Like its WFLA predecessor, the PFML law on its face assures that "leave taken under this title must be taken concurrently with any leave taken the federal family and medical leave act of 1993," unless "otherwise permitted by the employer." RCW 50A.15.110. Pre-passage legislative materials relied upon by legislators, stakeholders, and the public in developing and compromising the essential features of the PFML program likewise repeat this assurance.
But as the Department has acknowledged, it has become apparent that gaps in the PFML law effectively allow employees to end-run the requirement that PFML and FMLA leave run concurrently by simply delaying submission of their PFML benefits application until after the employee has sought and exhausted FMLA leave, resulting in stacking and doubling (if not more) the total amount of FMLA + PFML leave to 24 weeks or more. This effect of this strategic maneuvering of what is essentially a paperwork requirement has surprised employers (and continues to do so as public comments to this day attest), leaving employers scrambling to quickly address the impact of unexpectedly doubled mandatory leave. Perhaps more significantly, this surprising end-run and result has eroded confidence that otherwise plainly written, bipartisan legislation will mean what it says.
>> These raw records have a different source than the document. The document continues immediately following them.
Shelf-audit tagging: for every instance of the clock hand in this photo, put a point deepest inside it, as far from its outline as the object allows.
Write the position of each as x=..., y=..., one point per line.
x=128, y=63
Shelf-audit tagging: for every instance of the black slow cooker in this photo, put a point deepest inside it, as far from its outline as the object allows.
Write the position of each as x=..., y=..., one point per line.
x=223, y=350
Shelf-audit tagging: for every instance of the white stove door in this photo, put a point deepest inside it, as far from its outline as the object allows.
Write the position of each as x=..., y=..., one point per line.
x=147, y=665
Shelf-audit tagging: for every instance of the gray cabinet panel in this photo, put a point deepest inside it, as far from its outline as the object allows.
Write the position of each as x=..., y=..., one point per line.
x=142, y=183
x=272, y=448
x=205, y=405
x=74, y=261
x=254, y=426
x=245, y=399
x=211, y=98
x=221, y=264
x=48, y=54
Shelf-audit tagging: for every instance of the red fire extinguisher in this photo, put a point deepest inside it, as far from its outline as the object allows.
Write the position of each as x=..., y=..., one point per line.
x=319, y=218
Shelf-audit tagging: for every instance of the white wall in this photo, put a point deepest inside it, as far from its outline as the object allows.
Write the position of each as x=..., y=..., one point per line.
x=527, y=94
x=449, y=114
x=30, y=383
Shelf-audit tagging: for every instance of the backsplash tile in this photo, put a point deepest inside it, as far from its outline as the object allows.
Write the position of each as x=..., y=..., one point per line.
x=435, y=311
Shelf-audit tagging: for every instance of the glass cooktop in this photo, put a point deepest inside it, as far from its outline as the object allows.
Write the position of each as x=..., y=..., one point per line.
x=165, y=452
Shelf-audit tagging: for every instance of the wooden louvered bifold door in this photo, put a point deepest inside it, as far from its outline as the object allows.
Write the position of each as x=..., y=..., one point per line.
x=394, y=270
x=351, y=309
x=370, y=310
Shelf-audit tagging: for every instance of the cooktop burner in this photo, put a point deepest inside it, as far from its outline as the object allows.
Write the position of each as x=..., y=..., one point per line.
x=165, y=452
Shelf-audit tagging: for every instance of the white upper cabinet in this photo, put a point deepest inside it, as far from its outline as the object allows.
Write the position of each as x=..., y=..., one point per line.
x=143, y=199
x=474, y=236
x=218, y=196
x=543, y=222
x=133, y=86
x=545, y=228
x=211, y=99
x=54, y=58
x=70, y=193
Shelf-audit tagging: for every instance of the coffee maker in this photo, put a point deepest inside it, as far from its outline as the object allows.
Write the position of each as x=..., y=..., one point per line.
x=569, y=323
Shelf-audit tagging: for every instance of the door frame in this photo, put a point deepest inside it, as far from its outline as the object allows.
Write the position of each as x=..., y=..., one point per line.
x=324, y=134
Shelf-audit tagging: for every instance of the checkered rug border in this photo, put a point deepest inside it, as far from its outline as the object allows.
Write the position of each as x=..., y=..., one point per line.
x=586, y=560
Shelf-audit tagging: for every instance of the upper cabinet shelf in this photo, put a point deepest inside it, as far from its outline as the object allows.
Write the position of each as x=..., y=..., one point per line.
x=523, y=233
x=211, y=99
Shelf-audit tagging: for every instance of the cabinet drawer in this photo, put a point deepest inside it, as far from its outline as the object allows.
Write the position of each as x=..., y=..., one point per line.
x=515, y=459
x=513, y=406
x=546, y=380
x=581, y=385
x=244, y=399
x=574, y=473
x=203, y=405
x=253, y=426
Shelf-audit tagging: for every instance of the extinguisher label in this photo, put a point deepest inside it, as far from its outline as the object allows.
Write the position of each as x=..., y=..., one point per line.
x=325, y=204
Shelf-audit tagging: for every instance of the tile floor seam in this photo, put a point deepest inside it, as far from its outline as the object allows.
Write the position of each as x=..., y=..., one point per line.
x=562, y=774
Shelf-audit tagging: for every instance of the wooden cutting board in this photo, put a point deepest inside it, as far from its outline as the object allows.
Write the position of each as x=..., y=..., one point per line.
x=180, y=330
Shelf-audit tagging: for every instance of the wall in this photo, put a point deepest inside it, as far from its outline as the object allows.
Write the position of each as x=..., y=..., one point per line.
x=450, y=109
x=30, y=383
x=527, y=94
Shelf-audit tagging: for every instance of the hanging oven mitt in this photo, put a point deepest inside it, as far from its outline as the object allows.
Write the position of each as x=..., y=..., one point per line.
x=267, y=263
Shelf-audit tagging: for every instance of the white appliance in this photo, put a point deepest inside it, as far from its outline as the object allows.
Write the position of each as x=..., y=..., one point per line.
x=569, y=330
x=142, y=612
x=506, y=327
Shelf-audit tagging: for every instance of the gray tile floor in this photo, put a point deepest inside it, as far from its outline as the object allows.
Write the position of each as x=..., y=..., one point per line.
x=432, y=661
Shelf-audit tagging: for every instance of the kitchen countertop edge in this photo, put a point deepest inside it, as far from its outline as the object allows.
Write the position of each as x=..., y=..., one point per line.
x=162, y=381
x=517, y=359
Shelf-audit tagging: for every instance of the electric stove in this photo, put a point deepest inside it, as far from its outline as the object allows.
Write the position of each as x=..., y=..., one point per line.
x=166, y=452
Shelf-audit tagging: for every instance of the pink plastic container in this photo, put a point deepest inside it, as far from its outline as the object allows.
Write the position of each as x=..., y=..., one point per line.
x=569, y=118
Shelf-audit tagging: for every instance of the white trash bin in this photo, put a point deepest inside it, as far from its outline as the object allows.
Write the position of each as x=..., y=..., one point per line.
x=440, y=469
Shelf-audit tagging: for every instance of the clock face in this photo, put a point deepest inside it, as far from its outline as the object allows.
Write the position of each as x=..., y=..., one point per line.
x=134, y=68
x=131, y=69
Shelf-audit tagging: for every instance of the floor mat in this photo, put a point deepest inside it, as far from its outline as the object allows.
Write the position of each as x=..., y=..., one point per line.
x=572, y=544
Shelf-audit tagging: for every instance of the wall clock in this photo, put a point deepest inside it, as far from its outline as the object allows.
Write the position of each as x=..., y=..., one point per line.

Respectfully, adopting WAC 192-700-020 as written will further erode confidence in the otherwise plain terms of RCW Ch. 50A and exacerbate the burdens of unexpectedly doubled FMLA and PFML leave. While many employers recognize that they cannot cure any statutory loophole that permits FMLA and PFML stacking generally, employers have instead relied on RCW 50A.35.020's language specifically, i.e., that health benefit continuation is only "required" during concurrent FMLA and PFML use, as a plainly permitted means to otherwise encourage the concurrent use that has long been a hallmark of pre-existing family and medical leave law. Proposed WAC 192-700-020 would not only undermine this permissible avenue for encouraging such long-permitted concurrent leave use, but would do so on the eve of PFML implementation in just a few short weeks, long after employers have evaluated and revised their total leave programs and operational needs in view of such reasonable expectation. This includes, but is not limited, to other commentators' concerns regarding the unexpected and dramatic increase in financial costs that employers will bear if the proposed rule is adopted, potentially doubling (if not more) the duration employers must finance health benefits premiums. See, e.g., Kristin Anger, Summit Law Group (comment submitted via Open Town Hall, Nov. 25, 2019 at 9:45 a.m.).
It is undisputed that family and medical leave is a worthy and important aim. But this aim must be balanced against reasonable employer needs and expectations—particularly expectations that are safeguarded by the plain letter of the law. For the foregoing reasons, we urge the Department to revise proposed WAC 192-700-020 as indicated, or withdraw it entirely.